確かに諦めたくもなる時間だなと同情を覚えながら、バターの香る匂いに思い出す。
「そういや今日さ、エステルから土産もらってな」
ハルルの花びらのジャムを取り出す。
如何にも甘ったるそうな物体にスコーンを半分に割ってサラダやチーズ、ハムをサンドして頬張るおっさんの顔は明らかに警戒している。
「エステルの手作りらしいんだ。
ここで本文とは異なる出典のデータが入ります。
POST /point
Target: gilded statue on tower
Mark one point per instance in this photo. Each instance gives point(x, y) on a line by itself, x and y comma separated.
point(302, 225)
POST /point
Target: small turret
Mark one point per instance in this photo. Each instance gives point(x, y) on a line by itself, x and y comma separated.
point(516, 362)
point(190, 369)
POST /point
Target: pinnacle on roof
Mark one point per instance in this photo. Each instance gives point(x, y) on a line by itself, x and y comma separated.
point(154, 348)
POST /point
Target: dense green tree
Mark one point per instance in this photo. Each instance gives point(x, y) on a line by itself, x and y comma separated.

味見するよな?」
しないわけいかないでか。
もぐもぐと沈黙したまま口を動かす男の視線は抵抗するだけ無駄だと覚っているもの。
沈黙を了解と受け取って触れてもまだ温かなスコーンを手で二つに割る。
紅茶のカップに添えられたスプーンを使いジャムを掬う。
ふわっとバターの香るスコーンに垂らしてひと齧り。
口の中で香るハルルの木の香り。
魔物の血で汚されたハルルの木をエステルの力でよみがえったあの瞬間。
エステルがどんな顔をしてジャムを作っていたのか想像がついて、思わず指先に付いたジャムをぺろりと舐めれば、同じようにスコーンを半分に割って垂らしたジャムを食べようかどうしようか半分口を開けているのに悩むシュヴァーン隊長。
「おっさん、シュヴァーンの姿でそれは無いだろ・・・」
「シュヴァーンだろうがレイヴンだろうが私は私だ」
言って覚悟を決めたように齧りついた。
もごもごと口を動かし、紅茶で口の中を洗い流せばはーっと溜息。
「私にはちょっと甘すぎるかな」
言いながらもまだ残っている部分を半分勢いのみで食べていく。
律儀なんだか・・・
苦笑を交えながら必死でノルマのスコーンを食べきったシュヴァーンは口の中の甘さを誤魔化すようにハムを齧る。
「残りは青年が食べるといい」
大人が子供に気にせず食べるようにと言うような気配りだが、所詮は悲しい大人のプライドだ。
新たにスコーンを半分に割ってまたサラダやハムを挟んでジャムはいらないというアピールに苦笑を零しながらも、残り半分ほどになってしまった仄かな桃色に染まったハルルの花びらのジャムをスコーンの上にたっぷりとおとした。